Now, shares are down 71% from these highs, although they are up 40% from their mid-May lows around $24. Looking ahead, investors want to see signs of margin expansion and earnings growth, however, the company has so far failed to deliver on these metrics.
Inside the Numbers
In Q2, Chewy's revenue increased by 13% to $2.4 billion and slightly beat consensus expectations. This was a drop from 27% growth in last year's Q2. A big factor in slowing revenue growth is that the number of active customers only grew by 2%, reaching 20.5 million.
A silver lining is that net sales per active customer increased by 14% to $462. However, some of this is due to inflation as the company has been raising prices. The company expects consumer spending to remain weak due to inflation and reduced its full-year guidance to $10 billion from its previous $10.2 billion.
Another positive is that gross profit margins increased due to higher prices and better logistics management.
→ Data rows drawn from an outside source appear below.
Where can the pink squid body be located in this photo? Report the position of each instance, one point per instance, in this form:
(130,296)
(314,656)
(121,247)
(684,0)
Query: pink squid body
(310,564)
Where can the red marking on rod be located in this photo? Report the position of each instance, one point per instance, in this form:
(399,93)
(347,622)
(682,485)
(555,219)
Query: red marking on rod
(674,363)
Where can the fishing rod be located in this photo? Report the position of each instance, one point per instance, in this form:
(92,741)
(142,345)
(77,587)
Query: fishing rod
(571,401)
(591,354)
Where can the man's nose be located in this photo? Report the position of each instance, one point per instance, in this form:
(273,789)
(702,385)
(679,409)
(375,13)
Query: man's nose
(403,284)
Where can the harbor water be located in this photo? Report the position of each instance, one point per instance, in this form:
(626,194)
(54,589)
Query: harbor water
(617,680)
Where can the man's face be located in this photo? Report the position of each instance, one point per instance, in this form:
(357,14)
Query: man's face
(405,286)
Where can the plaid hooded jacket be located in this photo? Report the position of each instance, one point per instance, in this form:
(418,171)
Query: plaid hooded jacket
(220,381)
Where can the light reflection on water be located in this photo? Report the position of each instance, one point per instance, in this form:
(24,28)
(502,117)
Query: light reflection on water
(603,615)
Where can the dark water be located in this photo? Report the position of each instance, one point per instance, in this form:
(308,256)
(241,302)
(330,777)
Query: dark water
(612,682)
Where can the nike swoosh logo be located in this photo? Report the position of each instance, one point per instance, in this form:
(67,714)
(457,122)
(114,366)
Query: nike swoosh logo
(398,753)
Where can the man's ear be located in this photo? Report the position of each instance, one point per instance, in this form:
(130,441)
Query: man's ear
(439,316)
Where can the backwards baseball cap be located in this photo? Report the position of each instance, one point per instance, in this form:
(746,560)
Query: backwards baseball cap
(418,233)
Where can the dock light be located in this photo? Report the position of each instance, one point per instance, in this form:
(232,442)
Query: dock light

The company also managed to become free-cash flow profitable for the quarter despite spending $48 million on infrastructure.
The bull case for Chewy is that the company remains in growth mode despite most e-commerce companies seeing steep declines. This is primarily because of the resilience in pet spending due to its powerful trend. First-half revenue for Chewy came in at $4.9 billion, a healthy increase from last year's first-half revenue of $4.3 billion.
Further, it continues to see higher profit margins from its investments in logistics and increasing sales of higher-margin items.